そうだったのだ、僕の別れた女房は、僕が学生時代に沢村から奪い取った女だったのだ。
僕は再び肩に力が入ってしまった。
しかし沢村の発言には間違いがあった。
別れたのは仕事をクビになる前だった。
会社をクビになったから別れたのではなかった。
「ところでお前はこれから何かあてはあるのか?」僕は吸っていたタバコの火を消すと僕を蔑むように見つめた。
彼は女房のことをそれ以上口に出しはしなかったが、彼の胸中からその事実が消えている訳ではなかった。
そう思うと僕は彼と目を合わせることが出来なかった。
「特にまだ考えてない」
「そうか、失業保険をあてにしているんだろうけれど、1年なんてあっという間だぞ」彼は立ち上がりながらそう言って、店を出ていった。
その後姿を見つめながら僕は思ったのだった、向こうの席で話をしている二人の若いカップル、あちらで一人で憂鬱に新聞を読んでる老人、コーヒーを運んでるちょっとかわいげなウエイトレス、みんな自分のこと知っているのかもしれない。

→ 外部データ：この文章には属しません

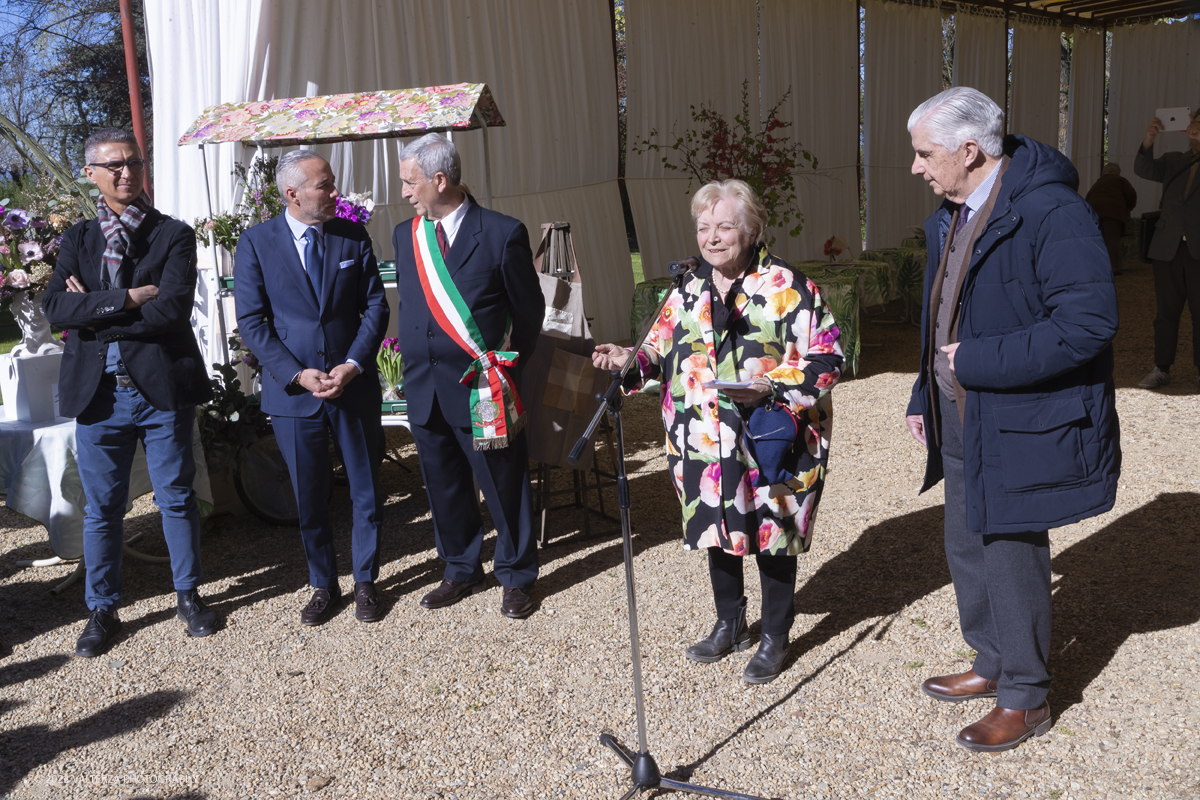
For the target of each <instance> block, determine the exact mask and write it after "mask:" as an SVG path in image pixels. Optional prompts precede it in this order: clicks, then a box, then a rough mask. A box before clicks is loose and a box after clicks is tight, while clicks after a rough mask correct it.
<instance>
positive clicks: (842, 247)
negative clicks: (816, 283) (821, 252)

自分が「契約解除」になったことを知っているのかもしれない、そう思った僕は立ち上がって店を出た。
僕が店を出ると街中にはまるで雪が降る様に雪虫が跳ねていた。
思わず空を見上げると、空には雲が満ちていた。
僕はポケットからスマホを取り出した。そして母にTELをした。
「生きてるか?」僕は言った。
「そう簡単にくたばりゃしないよ」母は言った。
「今週の日曜に帰る」僕は言った。
「どうした、金か?」
「コメか?」母は聞いてきた。
「帰ったら話す」そうして僕はTELを切った。
その週の日曜だった。
久しぶりに僕はバスに乗った。
僕がバスに乗り込むと、バスは空いていた。
僕は一番後ろの窓際の席に深々と腰を掛け、窓から外を見つめた。
家までは40分だった。
同じバス停で並んでいたハンチング帽をかぶり、茶色の皮の鞄を手に持った老人が一人、バスに乗り込むと、ちらりと僕を見つめ、前の席の二人席に座った。
老人は座るとすぐに持っていた茶色の皮の鞄から本を取り出し、その本を読み始めた。
僕は彼の読んでいる本が気になった。
「何を読んでいるのだろう」
しかし老人は5分ほどすると直ぐに本を閉じ、鞄にしまうと間もなく眠ってしまった。
ターミナルに着くと僕はそこで降りて昼食を取ることにした。
僕はここの唐揚げ定食が気に入っていた。
僕は母からの借金を当てにして、少し贅沢をすることにした。
家に帰っても食事は魚ばかりで肉は出てこないのだった。
母は帰ると必ず稲荷寿司を作り、僕の好きなホッケか鮭を焼いてくれたのだ。
しかし自分が食えないからと言って肉は焼かないのだった。
家に着くと母はもうすべて知っているように僕に行ったのだった。
「何があったんだい」
「会社をクビになった」
母は少しうつむき、その表情に陰りを見せたようだった。
そして僕に向って言った。
「金はもう貸さないよ。失業保険が出るんだろう」僕は驚いた。
「そんな、失業保険が出るまで3か月もあるんだ。その間収入がないんだよ、お袋の借金当てにしてたんだよ」
僕は懇願するように母に泣きついた、しかし母は一度行ったことは変えない人だった。
「頼むよ・・・」僕は苦し紛れに泣きついた。
「うるさいね、お前、私にいくら借金があるのか知ってるのかい」
おふくろは僕の借金を覚えていた・・・・・。